1906 Coolgardie state by-election
|  | First party | Second party |
| Candidate | William Trezise Eddy | Charles McDowall |
| Party | Ministerialist | Labor |
| Popular vote | 1,051 | 951 |
| Percentage | 52.5 | 47.5 |
| Swing | +16.5 | +13.0 |

= 1906 Coolgardie state by-election =

1906 By-election in Western Australia

The 1906 Coolgardie state by-election was a by-election held on 9 July 1906 for the Coolgardie seat in the Western Australian Legislative Assembly. The by-election was triggered after the result of the 1905 state election was declared void by the Supreme Court due to voting irregularities.

== Background ==
At the 1905 general election, Ministerialist candidate William Trezise Eddy narrowly defeated Labor candidate Charles McDowall by 23 votes. The Supreme Court voided the result in May 1906 after it was shown that 38 votes had been improperly recorded or rejected. Eddy was not officially a member of parliament between 27 April and 9 July 1906.

== Results ==
Eddy increased his margin and was re-elected with a 100-vote majority.

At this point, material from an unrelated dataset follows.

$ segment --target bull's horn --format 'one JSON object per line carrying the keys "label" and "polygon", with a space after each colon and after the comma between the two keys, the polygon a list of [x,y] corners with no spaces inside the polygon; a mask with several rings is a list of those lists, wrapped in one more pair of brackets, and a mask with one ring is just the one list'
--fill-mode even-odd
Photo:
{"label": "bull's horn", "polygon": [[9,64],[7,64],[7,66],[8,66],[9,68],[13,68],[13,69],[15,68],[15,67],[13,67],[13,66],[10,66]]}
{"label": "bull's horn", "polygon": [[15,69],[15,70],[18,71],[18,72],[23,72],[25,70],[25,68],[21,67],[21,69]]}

| Party | Candidate | Votes | % |
|---|---|---|---|
| Ministerialist | William Trezise Eddy | 1,051 | 52.5 |
| Labor | Charles McDowall | 951 | 47.5 |
| Total formal votes |  | 2,002 | 100 |
| Informal votes |  | 12 | 0.6 |
| Turnout |  | 2,014 | 89.7 |

== Aftermath ==
After the result, Mr W. T. Eddy received messages of congratulation from various sources. The Premier Newton Moore described it as a "magnificent victory". Minister of Works Mr Price called it a "plucky win". MLCs Glowrey and Bellingham stated that Coolgardie had done its duty. The writ was returnable on 13 July 1906. Eddy planned to leave for Perth on Monday 16 July and take his seat in the Legislative Assembly the following day.